For the occasion, the Hon. Mark L. Carmen, U.S. Magistrate Judge for the District of Wyoming, held court outdoors under clear blue skies, with the Mammoth Hot Springs Terraces as a backdrop.
Judge Carman, attired in his judicial robes, presided over the ceremony which included a mounted color guard, the Pledge of Allegiance led by the daughter of one of the prospective new citizens, and the national anthem sung acapella by National Park Service ranger Michael Breis.
Joining Carman in congratulating the new citizens as well as encouraging them to take an active role in their community and nation were Yellowstone National Park Superintendent Dan Wenk, Robert Looney, the Central Regional Director of the U.S. Citizenship and Immigration Services, and Assistant U.S. Attorney Lee Pico.
The 42 immigrants originate from 20 different countries: Belize, Brazil, Canada, China, Czech Republic, Ghana, Germany, Guatemala, Italy, Iraq, Jamaica, Malaysia, Mexico, Panama, Philippines, Slovakia, South Africa, St. Lucia, Thailand, and the United Kingdom. The 42 currently live in four states: Idaho, Montana, Utah and Wyoming.

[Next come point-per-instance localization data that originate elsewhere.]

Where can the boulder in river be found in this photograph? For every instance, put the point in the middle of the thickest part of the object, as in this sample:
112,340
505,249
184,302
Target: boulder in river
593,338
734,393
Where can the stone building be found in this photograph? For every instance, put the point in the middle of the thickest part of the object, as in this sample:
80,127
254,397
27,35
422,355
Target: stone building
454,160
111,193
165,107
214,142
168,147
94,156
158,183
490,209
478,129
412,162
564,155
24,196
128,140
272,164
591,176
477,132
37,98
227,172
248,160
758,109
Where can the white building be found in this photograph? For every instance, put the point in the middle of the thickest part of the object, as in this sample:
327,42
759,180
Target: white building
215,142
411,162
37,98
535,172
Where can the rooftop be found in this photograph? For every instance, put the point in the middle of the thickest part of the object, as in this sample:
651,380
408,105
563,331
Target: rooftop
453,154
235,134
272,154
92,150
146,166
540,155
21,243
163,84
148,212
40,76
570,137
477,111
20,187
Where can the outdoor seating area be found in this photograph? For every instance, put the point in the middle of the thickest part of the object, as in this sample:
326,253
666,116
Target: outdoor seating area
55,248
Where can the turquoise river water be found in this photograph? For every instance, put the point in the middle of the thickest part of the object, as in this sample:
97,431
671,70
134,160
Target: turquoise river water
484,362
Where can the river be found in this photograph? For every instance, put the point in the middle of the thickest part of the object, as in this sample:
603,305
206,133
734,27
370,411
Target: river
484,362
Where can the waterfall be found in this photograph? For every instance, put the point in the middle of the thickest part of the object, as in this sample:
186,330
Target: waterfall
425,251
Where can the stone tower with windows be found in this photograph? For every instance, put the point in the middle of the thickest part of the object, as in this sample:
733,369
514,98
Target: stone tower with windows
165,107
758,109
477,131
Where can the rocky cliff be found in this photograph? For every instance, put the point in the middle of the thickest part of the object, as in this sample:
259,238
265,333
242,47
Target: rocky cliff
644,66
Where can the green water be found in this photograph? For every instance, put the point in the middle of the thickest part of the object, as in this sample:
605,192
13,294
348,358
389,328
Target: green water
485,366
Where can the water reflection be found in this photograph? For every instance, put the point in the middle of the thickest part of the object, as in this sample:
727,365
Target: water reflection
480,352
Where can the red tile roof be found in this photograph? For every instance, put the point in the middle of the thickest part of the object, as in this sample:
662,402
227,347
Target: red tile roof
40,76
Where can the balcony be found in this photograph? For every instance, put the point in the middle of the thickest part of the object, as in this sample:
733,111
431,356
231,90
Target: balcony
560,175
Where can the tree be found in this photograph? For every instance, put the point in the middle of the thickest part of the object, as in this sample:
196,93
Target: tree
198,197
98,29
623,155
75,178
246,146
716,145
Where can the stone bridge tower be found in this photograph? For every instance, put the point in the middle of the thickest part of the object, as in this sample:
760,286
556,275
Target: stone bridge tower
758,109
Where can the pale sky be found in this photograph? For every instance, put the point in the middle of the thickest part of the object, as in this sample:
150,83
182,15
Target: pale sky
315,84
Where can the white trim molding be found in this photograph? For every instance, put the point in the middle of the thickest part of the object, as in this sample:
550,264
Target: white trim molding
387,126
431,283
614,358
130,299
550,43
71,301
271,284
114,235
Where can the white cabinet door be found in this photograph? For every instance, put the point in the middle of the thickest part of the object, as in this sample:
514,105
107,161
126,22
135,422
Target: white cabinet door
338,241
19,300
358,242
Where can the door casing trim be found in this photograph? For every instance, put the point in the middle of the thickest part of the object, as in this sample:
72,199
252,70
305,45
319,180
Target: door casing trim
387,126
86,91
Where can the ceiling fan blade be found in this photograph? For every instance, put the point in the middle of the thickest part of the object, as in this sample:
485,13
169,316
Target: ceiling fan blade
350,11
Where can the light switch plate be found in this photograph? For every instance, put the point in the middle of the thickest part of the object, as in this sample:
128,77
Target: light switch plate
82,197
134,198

Naturalization is the process by which U.S. citizenship is conferred upon foreign citizens or nationals after fulfilling the requirements established by Congress. After naturalization, foreign-born citizens enjoy nearly all the same benefits, rights, and responsibilities that the Constitution gives to native-born U.S. citizens, including the right to vote. During fiscal year 2013, approximately 777,000 immigrants were naturalized nationwide.